Proust : le bal des têtes (2)
Lecture au programme de cette série d’articles en relation avec Proust... Place au maître !
« A la première personne que je parvins ainsi à identifier, en tâchant
de faire abstraction du travestissement et de compléter les traits restés naturels par un effort de mémoire, ma première pensée eût dû être, et fut peut-être bien moins d'une seconde, de la féliciter d'être si merveilleusement grimée qu'on avait d'abord, avant de la reconnaître, cette hésitation que les grands acteurs, paraissant dans un
rôle où ils sont différents d'eux-mêmes, donnent, en entrant en scène, au public qui, même averti par le programme, reste un instant ébahi avant d'éclater en applaudissements.

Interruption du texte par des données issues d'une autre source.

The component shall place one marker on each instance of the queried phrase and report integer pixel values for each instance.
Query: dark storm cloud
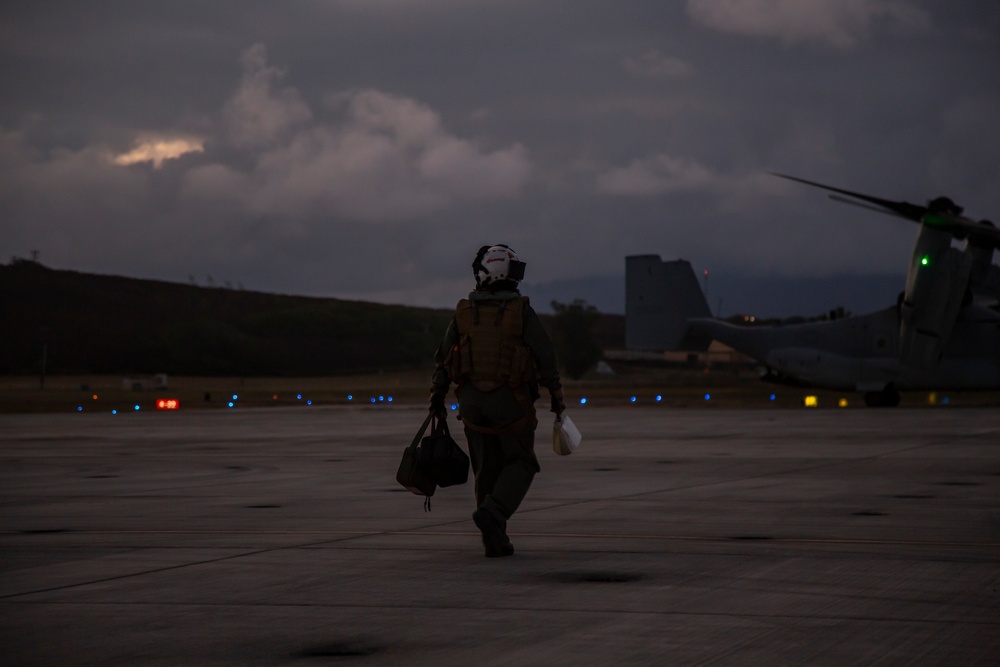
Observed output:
(366, 148)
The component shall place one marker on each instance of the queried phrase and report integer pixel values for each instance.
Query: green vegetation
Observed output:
(572, 330)
(78, 323)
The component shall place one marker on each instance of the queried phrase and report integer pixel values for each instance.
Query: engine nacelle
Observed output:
(935, 287)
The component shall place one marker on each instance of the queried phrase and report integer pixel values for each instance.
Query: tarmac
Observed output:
(700, 536)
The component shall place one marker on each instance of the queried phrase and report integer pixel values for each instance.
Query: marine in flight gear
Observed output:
(498, 354)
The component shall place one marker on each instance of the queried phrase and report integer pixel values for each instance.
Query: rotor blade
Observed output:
(900, 208)
(877, 209)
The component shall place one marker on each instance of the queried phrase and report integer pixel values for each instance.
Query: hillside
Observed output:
(88, 323)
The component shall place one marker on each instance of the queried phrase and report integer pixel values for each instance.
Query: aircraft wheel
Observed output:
(887, 398)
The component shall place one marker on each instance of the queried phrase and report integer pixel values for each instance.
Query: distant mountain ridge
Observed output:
(86, 323)
(83, 323)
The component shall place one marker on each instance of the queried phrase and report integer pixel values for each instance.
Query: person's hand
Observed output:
(437, 407)
(558, 400)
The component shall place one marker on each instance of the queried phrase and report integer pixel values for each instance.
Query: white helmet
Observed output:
(496, 263)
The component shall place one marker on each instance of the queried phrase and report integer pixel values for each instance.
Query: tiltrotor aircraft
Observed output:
(943, 334)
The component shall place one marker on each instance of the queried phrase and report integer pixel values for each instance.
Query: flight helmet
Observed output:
(496, 263)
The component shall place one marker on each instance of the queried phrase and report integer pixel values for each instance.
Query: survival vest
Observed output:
(491, 351)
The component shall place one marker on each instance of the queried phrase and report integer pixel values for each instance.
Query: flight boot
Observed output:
(494, 532)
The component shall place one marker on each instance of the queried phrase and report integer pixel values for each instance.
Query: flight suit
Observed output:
(496, 391)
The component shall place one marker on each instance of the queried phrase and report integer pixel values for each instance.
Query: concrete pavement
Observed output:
(702, 536)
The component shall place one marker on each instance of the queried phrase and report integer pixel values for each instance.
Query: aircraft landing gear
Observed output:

A ce point de vue, le plus extraordinaire de tous
était mon ennemi personnel, M. d'Argencourt, le véritable clou de la matinée. Non seulement au lieu de sa barbe à peine poivre et sel il s'était affublé
d'une extraordinaire barbe d'une invraisemblable blancheur, mais encore (tant de petits changements matériels peuvent rapetisser, élargir un personnage, et bien plus, changer son caractère
apparent, sa personnalité) c'était un vieux mendiant qui n'inspirait plus aucun respect qu'était devenu cet homme dont la solennité, la raideur empesée étaient encore présentes à mon souvenir
et qui donnait à son personnage de vieux gâteux une telle vérité que ses membres tremblotaient, que les traits détendus de sa figure, habituellement
hautaine, ne cessaient de sourire avec une niaise béatitude. Poussé à ce degré, l'art du déguisement devient quelque chose de plus, une transformation complète de la personnalité. En effet,
quelques riens avaient beau me certifier que c'était bien Argencourt qui donnait ce spectacle inénarrable et pittoresque, combien d'états successifs d'un visage ne me fallait-il pas traverser si
je voulais retrouver celui de l'Argencourt que j'avais connu ; et qui, était tellement différent de lui-même, tout en n'ayant à sa disposition que son propre corps ! C'était évidemment
la dernière extrémité où il avait pu le conduire sans en crever ; le plus fier visage, le torse le plus cambré n'était plus qu'une loque en bouillie,
agitée de-ci de-là.
A peine en se rappelant certains sourires d'Argencourt qui jadis tempéraient
parfois un instant sa hauteur pouvait-on trouver dans l'Argencourt vrai celui que j'avais vu si souvent, pouvait-on comprendre que la possibilité de ce
sourire de vieux marchand d'habits ramolli existât dans le gentleman correct d'autrefois. Mais à supposer que ce fût la même intention de sourire qu'eût Argencourt, à cause de la prodigieuse
transformation de son visage, la matière même de l'oeil, par laquelle il l'exprimait, était tellement différente, que l'expression devenait tout autre et même d'un autre. J'eus un fou rire devant ce sublime gaga, aussi émollié dans sa bénévole caricature de lui-même que l'était, dans la manière tragique, M. de Charlus foudroyé et poli. M.
d'Argencourt, dans son incarnation de moribond-bouffe d'un Regnard exagéré par Labiche, était d'un accès aussi facile, aussi affable que M. de Charlus roi Lear qui se découvrait avec
application devant le plus médiocre salueur ».